In this example, you will be investigating the difference between the proportion of positive and negative samples of the D614 variant in March and August.

In [None]:
from scipy.stats import chi2_contingency

# Get sample accessions for samples that have the D614G mutation
accessions = variant_df[variant_df.start_position == 23402].sequence_accession

# Filter by months { collection_date.contains(2020-03), collection_date.contains(2020-08) } 
march_meta_df = meta_df[meta_df.collection_date.str.contains('2020-03', na=False)] 
august_meta_df = meta_df[meta_df.collection_date.str.contains('2020-08', na=False)]
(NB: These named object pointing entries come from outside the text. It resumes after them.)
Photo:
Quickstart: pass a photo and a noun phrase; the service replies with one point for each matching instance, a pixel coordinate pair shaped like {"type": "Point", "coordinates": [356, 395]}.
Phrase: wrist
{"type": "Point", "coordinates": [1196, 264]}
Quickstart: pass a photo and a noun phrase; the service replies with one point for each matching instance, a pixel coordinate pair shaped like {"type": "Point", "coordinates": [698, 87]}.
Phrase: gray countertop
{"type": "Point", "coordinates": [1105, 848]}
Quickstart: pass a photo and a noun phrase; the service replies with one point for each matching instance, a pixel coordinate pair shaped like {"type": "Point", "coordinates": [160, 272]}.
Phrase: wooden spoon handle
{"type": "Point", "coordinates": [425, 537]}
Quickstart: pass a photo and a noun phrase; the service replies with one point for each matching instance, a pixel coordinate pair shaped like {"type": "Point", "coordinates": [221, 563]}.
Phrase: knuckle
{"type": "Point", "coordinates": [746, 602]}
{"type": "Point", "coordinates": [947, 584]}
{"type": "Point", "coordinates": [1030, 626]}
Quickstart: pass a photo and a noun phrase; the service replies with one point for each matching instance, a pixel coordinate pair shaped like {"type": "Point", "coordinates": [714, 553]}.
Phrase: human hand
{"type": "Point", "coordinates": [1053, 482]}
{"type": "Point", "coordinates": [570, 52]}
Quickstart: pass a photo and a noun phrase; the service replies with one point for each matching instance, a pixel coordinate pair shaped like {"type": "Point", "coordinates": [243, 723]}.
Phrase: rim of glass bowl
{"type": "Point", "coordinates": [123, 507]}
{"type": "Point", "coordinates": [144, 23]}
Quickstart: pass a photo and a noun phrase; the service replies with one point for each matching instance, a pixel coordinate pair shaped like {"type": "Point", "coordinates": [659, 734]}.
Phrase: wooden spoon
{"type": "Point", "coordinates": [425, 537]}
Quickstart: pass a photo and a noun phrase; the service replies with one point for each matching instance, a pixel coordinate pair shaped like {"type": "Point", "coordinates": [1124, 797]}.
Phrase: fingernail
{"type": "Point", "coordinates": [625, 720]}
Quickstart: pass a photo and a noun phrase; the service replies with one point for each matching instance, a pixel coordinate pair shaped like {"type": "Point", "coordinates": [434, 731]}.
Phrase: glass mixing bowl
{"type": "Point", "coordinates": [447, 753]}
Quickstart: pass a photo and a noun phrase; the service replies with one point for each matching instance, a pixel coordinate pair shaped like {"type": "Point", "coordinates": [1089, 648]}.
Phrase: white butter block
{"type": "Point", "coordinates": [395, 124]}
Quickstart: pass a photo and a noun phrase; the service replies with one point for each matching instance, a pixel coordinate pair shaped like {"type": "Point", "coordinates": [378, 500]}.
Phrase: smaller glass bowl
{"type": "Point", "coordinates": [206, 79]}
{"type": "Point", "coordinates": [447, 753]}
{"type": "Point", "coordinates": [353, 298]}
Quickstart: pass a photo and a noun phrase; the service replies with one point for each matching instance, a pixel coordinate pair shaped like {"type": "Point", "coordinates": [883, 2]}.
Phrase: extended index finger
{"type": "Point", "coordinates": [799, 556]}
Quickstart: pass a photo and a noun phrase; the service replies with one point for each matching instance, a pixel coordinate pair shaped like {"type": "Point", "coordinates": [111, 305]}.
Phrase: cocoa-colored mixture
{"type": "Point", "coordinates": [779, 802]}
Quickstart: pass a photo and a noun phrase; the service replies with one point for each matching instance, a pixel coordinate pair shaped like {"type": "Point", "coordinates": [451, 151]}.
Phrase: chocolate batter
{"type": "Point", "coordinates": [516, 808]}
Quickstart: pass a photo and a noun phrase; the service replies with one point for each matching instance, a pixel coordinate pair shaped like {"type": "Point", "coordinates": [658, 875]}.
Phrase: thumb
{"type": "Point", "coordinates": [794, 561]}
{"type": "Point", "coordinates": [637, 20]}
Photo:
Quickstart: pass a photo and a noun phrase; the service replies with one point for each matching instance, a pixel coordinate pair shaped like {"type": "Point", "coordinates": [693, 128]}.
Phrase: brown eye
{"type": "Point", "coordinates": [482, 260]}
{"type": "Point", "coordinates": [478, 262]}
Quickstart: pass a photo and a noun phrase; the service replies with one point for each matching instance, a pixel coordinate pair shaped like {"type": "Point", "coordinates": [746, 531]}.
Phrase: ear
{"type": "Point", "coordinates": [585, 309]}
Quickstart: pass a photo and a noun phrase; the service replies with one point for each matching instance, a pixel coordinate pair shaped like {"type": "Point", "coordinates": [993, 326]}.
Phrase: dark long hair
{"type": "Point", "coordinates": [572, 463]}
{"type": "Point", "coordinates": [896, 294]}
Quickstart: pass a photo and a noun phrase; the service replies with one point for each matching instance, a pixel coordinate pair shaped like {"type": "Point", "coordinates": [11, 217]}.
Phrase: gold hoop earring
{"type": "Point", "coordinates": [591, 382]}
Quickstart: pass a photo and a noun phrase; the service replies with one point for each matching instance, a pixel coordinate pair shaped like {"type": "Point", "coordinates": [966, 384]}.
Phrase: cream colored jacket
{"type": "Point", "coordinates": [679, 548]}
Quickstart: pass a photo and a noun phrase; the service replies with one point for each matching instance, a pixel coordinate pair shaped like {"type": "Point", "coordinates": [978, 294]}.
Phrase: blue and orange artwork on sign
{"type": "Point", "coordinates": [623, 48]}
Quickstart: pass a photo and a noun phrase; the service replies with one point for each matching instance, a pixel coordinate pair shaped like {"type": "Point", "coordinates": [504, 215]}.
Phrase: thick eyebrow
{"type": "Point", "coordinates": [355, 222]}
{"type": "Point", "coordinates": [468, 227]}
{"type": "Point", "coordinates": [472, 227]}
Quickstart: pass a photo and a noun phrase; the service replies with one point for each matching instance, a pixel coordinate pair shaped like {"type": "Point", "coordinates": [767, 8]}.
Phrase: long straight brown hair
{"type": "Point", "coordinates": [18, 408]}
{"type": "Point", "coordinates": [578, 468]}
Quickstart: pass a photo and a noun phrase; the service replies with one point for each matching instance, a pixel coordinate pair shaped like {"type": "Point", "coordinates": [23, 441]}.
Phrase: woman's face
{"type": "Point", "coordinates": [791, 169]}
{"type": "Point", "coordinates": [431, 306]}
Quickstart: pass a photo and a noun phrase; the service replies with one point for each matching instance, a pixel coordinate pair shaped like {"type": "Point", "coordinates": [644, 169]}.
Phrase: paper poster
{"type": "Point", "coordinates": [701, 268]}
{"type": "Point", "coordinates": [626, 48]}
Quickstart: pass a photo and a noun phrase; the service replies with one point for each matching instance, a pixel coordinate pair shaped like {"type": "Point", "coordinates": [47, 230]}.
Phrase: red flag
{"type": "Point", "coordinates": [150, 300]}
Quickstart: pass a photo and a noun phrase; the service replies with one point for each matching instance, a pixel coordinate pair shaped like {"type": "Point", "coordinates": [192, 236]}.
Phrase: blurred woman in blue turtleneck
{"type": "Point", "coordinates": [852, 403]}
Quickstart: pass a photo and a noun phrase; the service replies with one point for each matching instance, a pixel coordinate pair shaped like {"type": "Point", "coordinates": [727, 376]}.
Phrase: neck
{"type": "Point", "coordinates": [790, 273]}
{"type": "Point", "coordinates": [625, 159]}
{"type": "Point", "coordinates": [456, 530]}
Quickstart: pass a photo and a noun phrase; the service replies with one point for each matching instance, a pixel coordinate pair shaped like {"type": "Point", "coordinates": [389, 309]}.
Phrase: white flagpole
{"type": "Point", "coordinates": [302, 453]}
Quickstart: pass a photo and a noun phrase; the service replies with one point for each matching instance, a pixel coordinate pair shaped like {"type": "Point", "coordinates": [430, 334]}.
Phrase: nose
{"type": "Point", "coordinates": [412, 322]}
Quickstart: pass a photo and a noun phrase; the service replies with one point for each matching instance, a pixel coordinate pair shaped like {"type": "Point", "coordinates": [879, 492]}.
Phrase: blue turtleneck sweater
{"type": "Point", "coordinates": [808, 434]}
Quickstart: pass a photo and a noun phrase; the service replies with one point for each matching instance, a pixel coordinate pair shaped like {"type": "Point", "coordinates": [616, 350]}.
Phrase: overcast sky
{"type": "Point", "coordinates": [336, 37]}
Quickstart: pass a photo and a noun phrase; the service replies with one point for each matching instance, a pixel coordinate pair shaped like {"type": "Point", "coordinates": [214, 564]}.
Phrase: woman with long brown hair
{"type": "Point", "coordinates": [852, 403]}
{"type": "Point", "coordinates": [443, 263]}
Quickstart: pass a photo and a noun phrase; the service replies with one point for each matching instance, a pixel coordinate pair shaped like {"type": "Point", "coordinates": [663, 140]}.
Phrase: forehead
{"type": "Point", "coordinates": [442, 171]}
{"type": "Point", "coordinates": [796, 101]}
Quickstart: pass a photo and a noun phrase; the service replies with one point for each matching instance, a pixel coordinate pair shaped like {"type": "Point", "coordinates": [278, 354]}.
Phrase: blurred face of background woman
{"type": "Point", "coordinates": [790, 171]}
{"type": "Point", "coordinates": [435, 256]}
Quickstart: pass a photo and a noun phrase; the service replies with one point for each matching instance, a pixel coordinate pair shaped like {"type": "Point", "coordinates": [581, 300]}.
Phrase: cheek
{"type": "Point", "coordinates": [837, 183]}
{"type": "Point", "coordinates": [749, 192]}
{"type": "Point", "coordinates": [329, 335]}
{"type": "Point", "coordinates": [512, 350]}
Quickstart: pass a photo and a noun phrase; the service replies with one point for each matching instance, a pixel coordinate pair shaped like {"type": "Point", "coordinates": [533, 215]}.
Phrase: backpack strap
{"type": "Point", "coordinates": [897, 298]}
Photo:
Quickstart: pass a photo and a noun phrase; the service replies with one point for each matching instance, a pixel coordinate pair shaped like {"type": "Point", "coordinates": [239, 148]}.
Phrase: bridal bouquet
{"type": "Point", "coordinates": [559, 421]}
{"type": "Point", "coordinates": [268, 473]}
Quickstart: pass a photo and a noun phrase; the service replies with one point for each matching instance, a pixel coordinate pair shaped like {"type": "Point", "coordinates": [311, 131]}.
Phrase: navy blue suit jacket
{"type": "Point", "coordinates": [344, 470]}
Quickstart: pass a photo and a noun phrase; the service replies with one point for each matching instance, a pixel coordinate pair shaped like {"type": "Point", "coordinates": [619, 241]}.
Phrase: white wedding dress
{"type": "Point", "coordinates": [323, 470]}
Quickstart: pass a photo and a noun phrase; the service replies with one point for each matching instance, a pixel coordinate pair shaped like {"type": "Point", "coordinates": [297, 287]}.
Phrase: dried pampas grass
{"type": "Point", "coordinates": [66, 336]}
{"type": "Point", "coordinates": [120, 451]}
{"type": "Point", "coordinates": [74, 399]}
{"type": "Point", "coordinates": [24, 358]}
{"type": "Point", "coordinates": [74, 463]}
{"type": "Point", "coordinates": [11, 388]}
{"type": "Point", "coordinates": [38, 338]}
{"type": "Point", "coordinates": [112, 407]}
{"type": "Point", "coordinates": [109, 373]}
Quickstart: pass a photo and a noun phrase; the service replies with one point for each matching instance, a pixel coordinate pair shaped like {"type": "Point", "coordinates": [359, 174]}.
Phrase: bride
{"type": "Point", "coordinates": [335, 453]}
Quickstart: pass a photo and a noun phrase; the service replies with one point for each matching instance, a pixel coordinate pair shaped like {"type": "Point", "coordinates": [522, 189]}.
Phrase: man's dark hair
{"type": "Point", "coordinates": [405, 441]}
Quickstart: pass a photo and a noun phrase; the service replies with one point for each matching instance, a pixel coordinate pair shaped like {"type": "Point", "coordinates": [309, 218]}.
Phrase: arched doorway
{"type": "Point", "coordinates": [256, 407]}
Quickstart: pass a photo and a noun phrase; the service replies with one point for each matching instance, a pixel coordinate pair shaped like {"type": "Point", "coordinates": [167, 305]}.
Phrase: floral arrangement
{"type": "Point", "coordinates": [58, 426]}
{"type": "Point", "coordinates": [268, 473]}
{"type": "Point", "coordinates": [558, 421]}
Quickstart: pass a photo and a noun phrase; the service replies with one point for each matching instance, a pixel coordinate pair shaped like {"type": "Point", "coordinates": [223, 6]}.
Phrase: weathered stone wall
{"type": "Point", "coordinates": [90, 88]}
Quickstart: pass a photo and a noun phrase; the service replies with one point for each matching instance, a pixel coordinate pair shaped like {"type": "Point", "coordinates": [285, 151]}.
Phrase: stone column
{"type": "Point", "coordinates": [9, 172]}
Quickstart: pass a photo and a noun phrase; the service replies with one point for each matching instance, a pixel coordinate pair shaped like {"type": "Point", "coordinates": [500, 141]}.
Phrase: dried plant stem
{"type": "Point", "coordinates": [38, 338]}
# Filter meta table by sample accessions to obtain contingency data
h0_n = march_meta_df[~(march_meta_df.accession.isin(accessions))].shape[0]
h0_p = march_meta_df[(march_meta_df.accession.isin(accessions))].shape[0]
h1_n = august_meta_df[~(august_meta_df.accession.isin(accessions))].shape[0]
h1_p = august_meta_df[(august_meta_df.accession.isin(accessions))].shape[0]

# Chi2 test
chi_results = chi2_contingency([[h0_n, h0_p],
                                [h1_n, h1_p]])
print('χ2:', chi_results[0])
print('p:', chi_results[1])

As the data shows, there is a significant difference between the proportion of D614 positive samples to negative samples in March and August!

## 3. Phylogenetic Trees using SciPy

In this example, we will be creating a phylogenetic tree for the 20 most common variants, in order to investigate which variants most commonly occur together.

In [None]:
import matplotlib.pyplot as plt
import pandas as pd
import seaborn as sns
import warnings
warnings.simplefilter('ignore')

from scipy.cluster import hierarchy
from scipy.spatial.distance import pdist, squareform

# Filtering to 20 variants
v_df = variant_df[variant_df.start_position.isin(variant_df.start_position.value_counts().iloc[100: 120].index)]

# Distance calculations
ct           = pd.crosstab(v_df.sequence_accession, v_df.start_position)
corr         = squareform(pdist(ct.T, metric='hamming'))
corr_linkage = hierarchy.ward(corr)

# Plot misc
sns.set_style("white")
plt.rcParams["font.family"] = "serif"

# Figure
fig, ax = plt.subplots(nrows=1, ncols=2, figsize=(20, 8))
fig.set_facecolor('white')
ax1, ax2 = ax

# Plot
_ = hierarchy.dendrogram(corr_linkage, labels=ct.columns, leaf_rotation=90, ax=ax1)
sns.heatmap(pd.DataFrame(corr, columns=ct.columns, index=ct.columns), ax=ax2)

# Labels
_ = fig.suptitle('Phylogenetic Analysis on SARS-CoV-2 VOC SNPs', fontsize=28)
_ = ax1.set_xlabel('SNP', fontsize=16)
_ = ax1.set_ylabel('Distance', fontsize=16)
_ = ax2.set_xlabel('SNP', fontsize=16)
_ = ax2.set_ylabel('SNP', fontsize=16)

# Ticks
_ = ax1.tick_params(axis='both', labelsize=14)
_ = ax2.tick_params(axis='both', labelsize=14)

We can see distinct clusters from this analysis! This means that certain variants (e.g. 1384 and 3241) are more likely to be inherited together.